Meantime, the elms on Boston Common were clothed with tender April green
and under foot sweet, soft grass was springing. In this inspiring
cathedral walked Edgar Poe, his pale face and deep eyes, passionate with
the worship of beauty that filled his soul, lifted to the greening
arches above him, his sensitive ears entranced with the bird-music that
fluted through the cool aisles. His mind was teeming with new poems in
the making and with visions of what he should do if his book should
sell.

But it did not sell. The leading magazines acknowledged its receipt in
their review columns, but with the merest mention, which was exceedingly
disconcerting. It was discussed (but with disappointment) for a week by
his friends at home and at the University, to whom he sent copies. Then
was forgotten.

And now its author was, for the first time within his recollection,
beginning to feel the pinch of poverty. His money was almost gone and he
saw no immediate hope of getting more. He moved to the cheapest boarding
house he could find but he did not mind that so much as the prospect
that faced him of soon beginning to present a shabby appearance in
public. His shoes were already showing wear, and he found that to keep
his linen as immaculate as he had always been accustomed to have it cost
money and he actually had to economize in the quantity of clothing he
had laundered. This to his proud and fastidious nature was humiliating
in the extreme.

He and Calvin Thomas held frequent colloquies as to ways and means of
giving his book wider circulation. He visited the offices of the several
newspapers of the town in the hope of getting work in the line of
journalism--reporting, reviewing, story-writing, anything in the way of
the only business or profession for which he felt that he had any
aptitude or preparation; but without success.
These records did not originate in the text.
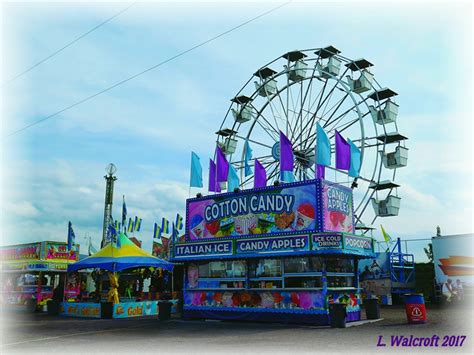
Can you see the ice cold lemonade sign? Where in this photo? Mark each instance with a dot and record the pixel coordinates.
(337, 208)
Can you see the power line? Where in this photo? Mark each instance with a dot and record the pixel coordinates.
(68, 45)
(146, 70)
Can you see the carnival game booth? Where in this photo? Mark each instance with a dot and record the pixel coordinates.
(280, 253)
(389, 275)
(114, 258)
(31, 271)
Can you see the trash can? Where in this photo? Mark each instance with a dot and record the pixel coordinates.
(415, 308)
(31, 305)
(106, 310)
(164, 310)
(53, 308)
(337, 315)
(372, 308)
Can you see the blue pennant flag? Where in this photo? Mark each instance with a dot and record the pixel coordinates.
(71, 237)
(323, 147)
(355, 160)
(233, 181)
(248, 156)
(179, 222)
(137, 224)
(196, 171)
(130, 226)
(287, 176)
(156, 231)
(165, 226)
(111, 235)
(124, 212)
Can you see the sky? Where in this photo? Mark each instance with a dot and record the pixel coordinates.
(53, 172)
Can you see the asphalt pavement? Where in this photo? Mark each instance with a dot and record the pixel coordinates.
(43, 334)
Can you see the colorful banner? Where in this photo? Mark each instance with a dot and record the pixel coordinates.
(352, 242)
(243, 300)
(161, 250)
(276, 209)
(203, 249)
(87, 310)
(58, 251)
(337, 207)
(329, 241)
(272, 245)
(135, 309)
(21, 252)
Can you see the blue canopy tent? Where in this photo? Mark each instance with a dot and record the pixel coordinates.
(114, 259)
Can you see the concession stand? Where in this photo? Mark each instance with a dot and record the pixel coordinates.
(282, 253)
(114, 258)
(31, 271)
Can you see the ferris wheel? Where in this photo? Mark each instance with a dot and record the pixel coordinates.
(302, 87)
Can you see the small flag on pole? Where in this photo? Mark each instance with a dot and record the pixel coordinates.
(323, 147)
(343, 153)
(165, 225)
(386, 236)
(222, 165)
(260, 176)
(196, 171)
(124, 212)
(355, 160)
(137, 224)
(130, 226)
(179, 222)
(286, 157)
(157, 231)
(233, 181)
(71, 237)
(248, 156)
(214, 186)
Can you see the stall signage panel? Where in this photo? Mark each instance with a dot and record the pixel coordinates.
(273, 245)
(330, 241)
(357, 243)
(88, 310)
(276, 209)
(337, 208)
(201, 249)
(135, 309)
(20, 252)
(58, 251)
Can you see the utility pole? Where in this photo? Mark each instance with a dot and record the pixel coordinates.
(109, 197)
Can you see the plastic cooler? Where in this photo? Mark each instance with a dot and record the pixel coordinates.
(415, 308)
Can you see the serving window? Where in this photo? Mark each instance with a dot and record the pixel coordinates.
(216, 275)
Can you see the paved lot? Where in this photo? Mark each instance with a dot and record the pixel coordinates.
(40, 334)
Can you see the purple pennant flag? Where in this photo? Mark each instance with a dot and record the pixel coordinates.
(222, 166)
(286, 153)
(260, 175)
(321, 172)
(214, 186)
(343, 153)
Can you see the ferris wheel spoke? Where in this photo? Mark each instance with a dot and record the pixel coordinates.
(253, 141)
(268, 128)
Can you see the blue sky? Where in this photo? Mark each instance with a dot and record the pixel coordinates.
(53, 172)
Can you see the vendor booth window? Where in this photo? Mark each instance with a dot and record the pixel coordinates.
(340, 281)
(302, 265)
(265, 268)
(266, 273)
(339, 265)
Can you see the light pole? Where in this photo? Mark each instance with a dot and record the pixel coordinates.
(109, 197)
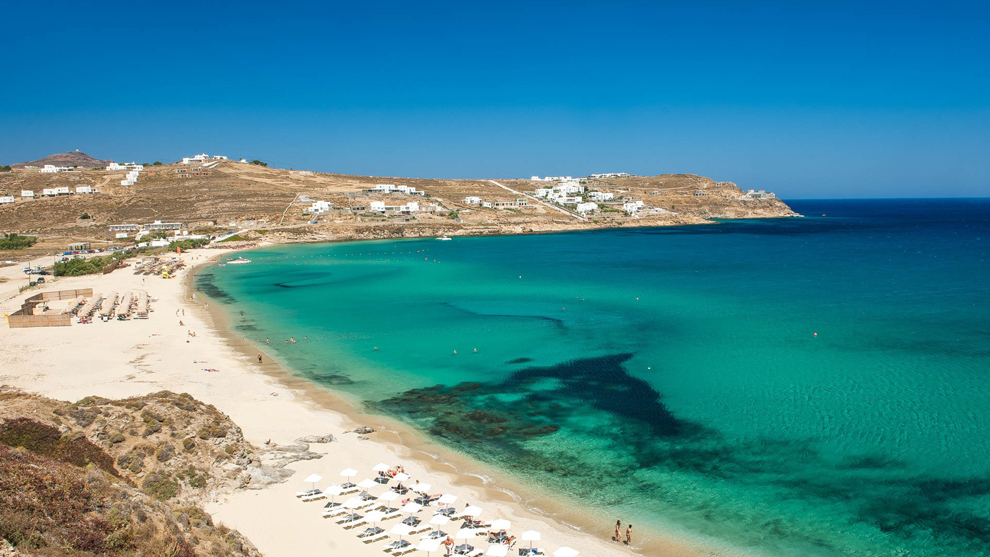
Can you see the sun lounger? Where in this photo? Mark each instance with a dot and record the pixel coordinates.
(352, 523)
(371, 532)
(313, 497)
(347, 518)
(334, 511)
(398, 546)
(375, 538)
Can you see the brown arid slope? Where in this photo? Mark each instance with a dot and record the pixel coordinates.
(125, 477)
(70, 158)
(271, 202)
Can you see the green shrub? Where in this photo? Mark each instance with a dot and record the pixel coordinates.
(15, 241)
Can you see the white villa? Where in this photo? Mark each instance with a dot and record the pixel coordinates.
(51, 169)
(586, 207)
(391, 188)
(319, 207)
(632, 207)
(381, 207)
(114, 167)
(759, 194)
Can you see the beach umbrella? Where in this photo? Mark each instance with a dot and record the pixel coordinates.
(439, 520)
(465, 533)
(420, 487)
(348, 472)
(531, 536)
(400, 530)
(388, 496)
(429, 545)
(412, 508)
(375, 516)
(333, 491)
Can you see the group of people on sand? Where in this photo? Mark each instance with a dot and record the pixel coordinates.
(618, 533)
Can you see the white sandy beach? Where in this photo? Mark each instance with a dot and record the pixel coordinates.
(119, 359)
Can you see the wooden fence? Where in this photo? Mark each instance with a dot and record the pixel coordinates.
(25, 317)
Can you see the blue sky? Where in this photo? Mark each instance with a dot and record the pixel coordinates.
(863, 99)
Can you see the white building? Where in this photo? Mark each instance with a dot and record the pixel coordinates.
(200, 158)
(759, 194)
(114, 167)
(632, 207)
(610, 175)
(319, 207)
(51, 169)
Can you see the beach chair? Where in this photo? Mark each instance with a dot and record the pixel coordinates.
(376, 537)
(353, 523)
(334, 511)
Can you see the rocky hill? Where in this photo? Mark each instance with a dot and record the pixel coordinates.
(125, 477)
(70, 158)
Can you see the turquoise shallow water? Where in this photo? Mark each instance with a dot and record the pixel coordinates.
(672, 376)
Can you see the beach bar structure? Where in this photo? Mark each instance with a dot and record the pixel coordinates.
(25, 318)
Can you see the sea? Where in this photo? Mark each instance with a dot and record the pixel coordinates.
(815, 386)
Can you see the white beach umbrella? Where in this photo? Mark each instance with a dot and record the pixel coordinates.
(498, 550)
(400, 530)
(420, 487)
(531, 536)
(348, 472)
(332, 492)
(465, 533)
(388, 496)
(374, 516)
(412, 508)
(429, 545)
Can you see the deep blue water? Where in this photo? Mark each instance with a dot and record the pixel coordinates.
(813, 386)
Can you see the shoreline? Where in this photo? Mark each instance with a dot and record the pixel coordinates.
(462, 470)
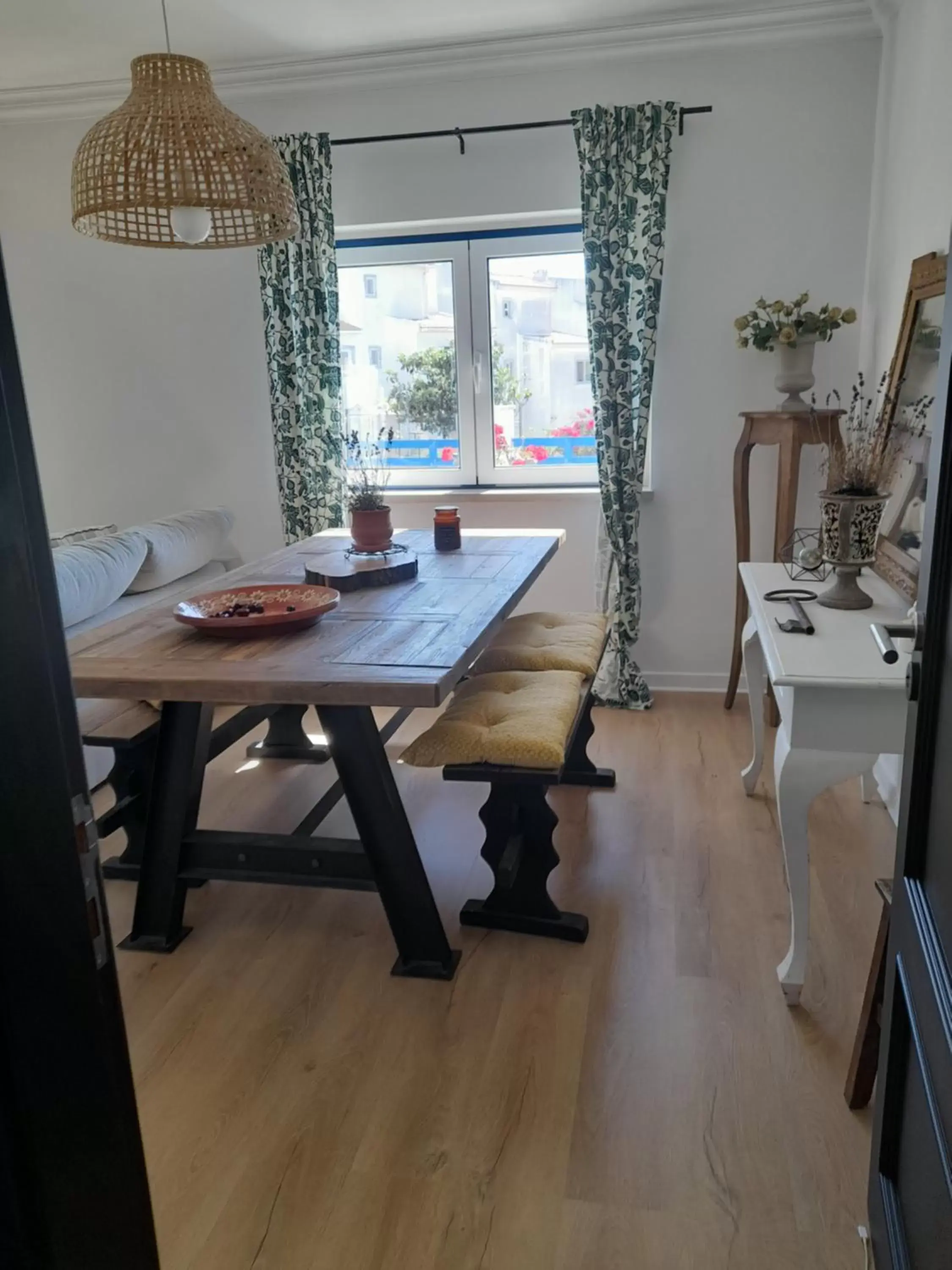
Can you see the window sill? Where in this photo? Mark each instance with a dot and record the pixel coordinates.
(466, 492)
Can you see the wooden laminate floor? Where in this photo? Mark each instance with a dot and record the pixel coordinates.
(645, 1100)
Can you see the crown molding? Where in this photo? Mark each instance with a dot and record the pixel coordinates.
(884, 12)
(690, 33)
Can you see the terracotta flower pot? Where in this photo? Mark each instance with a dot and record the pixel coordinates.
(372, 530)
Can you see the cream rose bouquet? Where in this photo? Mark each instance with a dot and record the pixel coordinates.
(785, 322)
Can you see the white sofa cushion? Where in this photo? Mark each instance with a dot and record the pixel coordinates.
(182, 588)
(91, 531)
(181, 545)
(92, 576)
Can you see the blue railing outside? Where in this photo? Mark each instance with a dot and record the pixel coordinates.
(437, 453)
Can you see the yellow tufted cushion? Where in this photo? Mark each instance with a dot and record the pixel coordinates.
(515, 718)
(546, 642)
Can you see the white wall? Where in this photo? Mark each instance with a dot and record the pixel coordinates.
(913, 199)
(145, 370)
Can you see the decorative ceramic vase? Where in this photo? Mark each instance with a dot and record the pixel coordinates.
(850, 527)
(796, 373)
(372, 530)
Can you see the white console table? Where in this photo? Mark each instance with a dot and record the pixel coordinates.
(841, 708)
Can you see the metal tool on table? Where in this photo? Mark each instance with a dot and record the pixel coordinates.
(800, 623)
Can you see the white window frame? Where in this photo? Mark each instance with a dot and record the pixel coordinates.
(470, 261)
(482, 252)
(459, 257)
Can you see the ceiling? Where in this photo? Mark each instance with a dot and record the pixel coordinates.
(55, 42)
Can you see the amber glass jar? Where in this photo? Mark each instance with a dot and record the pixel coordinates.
(446, 529)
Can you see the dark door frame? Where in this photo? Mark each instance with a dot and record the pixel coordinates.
(916, 1052)
(73, 1182)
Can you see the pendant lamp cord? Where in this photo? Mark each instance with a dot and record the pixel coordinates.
(165, 21)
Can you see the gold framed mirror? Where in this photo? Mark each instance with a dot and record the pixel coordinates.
(913, 375)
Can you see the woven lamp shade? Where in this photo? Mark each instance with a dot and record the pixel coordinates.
(173, 144)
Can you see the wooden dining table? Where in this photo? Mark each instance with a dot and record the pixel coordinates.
(403, 646)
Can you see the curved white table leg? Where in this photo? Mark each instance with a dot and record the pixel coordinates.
(870, 788)
(800, 776)
(754, 675)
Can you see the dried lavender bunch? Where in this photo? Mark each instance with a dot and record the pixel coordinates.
(367, 473)
(875, 437)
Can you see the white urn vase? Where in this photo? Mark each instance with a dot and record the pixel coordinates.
(796, 373)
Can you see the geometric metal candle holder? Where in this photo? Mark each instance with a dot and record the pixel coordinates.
(801, 557)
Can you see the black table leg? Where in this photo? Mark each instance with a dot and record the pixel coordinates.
(388, 839)
(287, 738)
(173, 812)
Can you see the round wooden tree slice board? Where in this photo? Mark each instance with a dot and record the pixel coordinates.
(346, 572)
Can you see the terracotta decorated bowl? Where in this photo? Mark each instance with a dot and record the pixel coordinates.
(243, 613)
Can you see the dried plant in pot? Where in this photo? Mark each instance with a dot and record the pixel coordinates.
(860, 472)
(367, 479)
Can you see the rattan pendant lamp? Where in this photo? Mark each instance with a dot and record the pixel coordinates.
(172, 167)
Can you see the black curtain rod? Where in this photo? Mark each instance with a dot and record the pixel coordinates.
(460, 134)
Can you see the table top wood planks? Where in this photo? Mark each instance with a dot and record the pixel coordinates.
(400, 646)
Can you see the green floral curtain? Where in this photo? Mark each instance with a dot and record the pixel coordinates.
(625, 159)
(300, 298)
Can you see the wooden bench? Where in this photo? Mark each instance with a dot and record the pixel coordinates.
(131, 731)
(520, 827)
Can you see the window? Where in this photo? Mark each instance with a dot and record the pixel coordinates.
(476, 359)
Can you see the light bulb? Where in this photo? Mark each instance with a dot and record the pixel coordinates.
(191, 224)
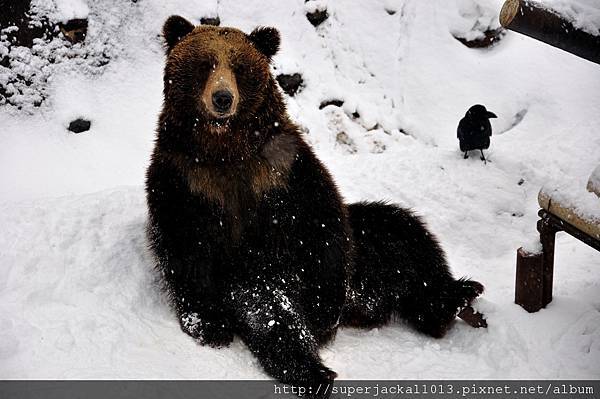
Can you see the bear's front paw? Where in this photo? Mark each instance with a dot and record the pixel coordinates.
(211, 333)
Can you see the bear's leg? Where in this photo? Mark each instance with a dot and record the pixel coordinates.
(200, 309)
(433, 309)
(401, 269)
(275, 330)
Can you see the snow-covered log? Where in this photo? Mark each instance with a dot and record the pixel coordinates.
(547, 25)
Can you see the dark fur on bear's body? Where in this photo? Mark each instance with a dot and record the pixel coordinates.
(250, 232)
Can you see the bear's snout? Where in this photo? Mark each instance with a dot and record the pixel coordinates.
(222, 101)
(221, 95)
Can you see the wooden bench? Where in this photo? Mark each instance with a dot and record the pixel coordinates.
(559, 211)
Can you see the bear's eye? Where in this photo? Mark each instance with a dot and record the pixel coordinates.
(203, 65)
(241, 69)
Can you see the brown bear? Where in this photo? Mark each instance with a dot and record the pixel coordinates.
(249, 230)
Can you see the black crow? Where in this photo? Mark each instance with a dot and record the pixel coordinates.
(474, 130)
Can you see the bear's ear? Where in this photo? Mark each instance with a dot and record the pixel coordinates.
(174, 29)
(266, 40)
At length the sign of "Calvin F.S. Thomas, Printer" had suddenly
disappeared from the little shop in Washington Street, and a dismal "To
Let," was in its place.

At about the same time Mrs. Blanks lost the handsome, quiet young
gentleman, who had evidently seen better days, from her unpretentious
lodging house, and the walks under the elms in Boston Common were no
longer trodden by The Dreamer from Virginia.